Thanks everyone for the info - busy ploughing through it now. Are there any special 'little treasures' in terms of places to see that are either on the Douro or within striking distance of Porto and worth diverting to or spending a night at ?

Thinking, boat trip out, night and dinner somewhere and then train back ?


----------



## canoeman (Mar 3, 2011)

Lovely full size reproduction Caravelle moored at Vila Conde, Barcelos of cockerel fame, Guimaraes worth going to just for the pastries apart from it's historical significance.


----------



## siobhanwf (Mar 20, 2009)

I have signed up for letsbonus here in Portugal. One of the holidays on offer at the moment is a trip on the Duoro Descontos em viagens até 70%. Destinos Leiria - LetsBonus

go to the bottom of the page 


45% Desconto. No Douro, 2 dias para Navegar num Cruzeiro e Sentir as Vindímas. Hotel e Almoços Incluídos
Consiga uma viagem de 339€ por 186€ p/pax!


----------



## MrBife (Jul 26, 2009)

We had an abosolutely excellent week oop North and thought I would post some resources for anyone else researching 

A couple of days visiting Coimbra, Lousa, Gois etc and staying here ...

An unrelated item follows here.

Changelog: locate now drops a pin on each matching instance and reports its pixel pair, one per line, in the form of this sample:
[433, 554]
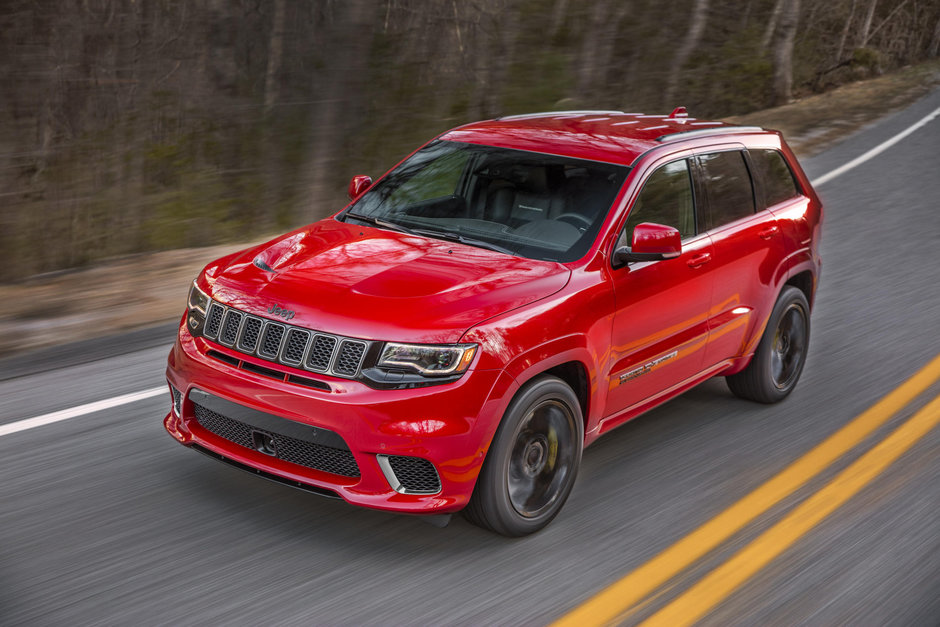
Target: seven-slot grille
[284, 343]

Casa Nas Serras Bed & Breakfast | B&B Portugal | Bed and Breakfast in Portugal | Portugal Hotels | Visiting Portugal | Vacation in Portugal

And the rest of the time in Porto. Didn't manage the overnight Douro trip, only a one hour taster. Will be going back for that one.

Stayed here ...

.: 6ONLY - Guest House :.

Which is heartily recommended and a truly special place if you are visiting Porto


----------



## Maggy Crawford (Sep 18, 2010)

Last year four of us did the Jules Verne Douro cruise and got a discount for not using the airfare which was included for passengers from UK. It is expensive but the boat was superb" from the Douro Azul line, crew excellent, food much better than expected, wine is a bit dear but when the arrangement was to eat ashore in hotels the boat crew brought the wine from the ship and it was included with the meals (saved a huge amount of time with everybody ordering and paying for something different). Maximum number of passengers 50 which is ideal, everybody mixed very well, the shore excursions were brilliant using the coach that followed the boat and several locks are very impressive. All in all, an excellent holiday with very like minded people.


----------